Columbus Monthly Magazine

 

April 2, 2008
Where are they now
 
By Dave Ghose
 
Fame–or its cousin, infamy–is a three-act play. The hero or villain toils in obscurity, then bursts onto the scene, breaking records on the football field, entertaining us on television, leading important decisions, starring courtroom dramas. Then comes the exit–a graduation, a retirement, a lost election, a cultural shift. The performance might run for one season or several, but everyone in Columbus not named Jack Hanna or Archie Griffin seems destined to leave the stage eventually.
 
Finally, nostalgia sets in. It used to take several years, but like so many other things in our fast-moving society, the process is speeding up. A conversation begins with “Do you remember” or “What happened to….” After all, once they leave the spotlight, ex-celebrities continue to work, dream, cook up crazy schemes. A desperate plea might rise from the huddled masses. “Where have you gone, Damon Zex?
 
That’s where we step in. We tracked down some formerly famous folks–including eight people who had appeared on the cover of Columbus Monthly–to find out how their third acts were going. Enjoy the show.
 
After David Palmer moved to Columbus in the late 1990s, the former Toledo grocer turned himself into Ohio’s self-appointed judicial watchdog. He filed criminal charges against dozens of judges, bad-mouthed his arch nemesis, Ohio Chief Justice Tom Moyer, on his website and attracted lots of media attention, including from the Washington Post and the Wall Street Journal.
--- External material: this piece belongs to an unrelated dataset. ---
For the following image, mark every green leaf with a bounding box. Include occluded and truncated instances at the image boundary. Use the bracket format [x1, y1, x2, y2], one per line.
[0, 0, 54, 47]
His fame perhaps peaked when the state accused the self-educated legal expert of impersonating a lawyer–a claim he beat in a circus-like Ohio Supreme Court disciplinary board hearing in December 2001.
 
About two and a half years ago, Palmer’s base of operations shifted west so he could be closer to two of his daughters. He now lives in Folsom, about 20 Miles Northeast of Sacramento. “I always have to explain to people in Ohio that the part of Folsom I’m in is not the place where you get three squares every day,” he says with a laugh, referring to the city’s notorious prison. But don’t think California has mellowed Palmer. He remains a committed crusader, continues to gather reams of documents from the Ohio Supreme Court via public records requests and released in January a self-published expose titled Judicial Misfits (available on Amazon.com), which he dedicated facetiously to Moyer.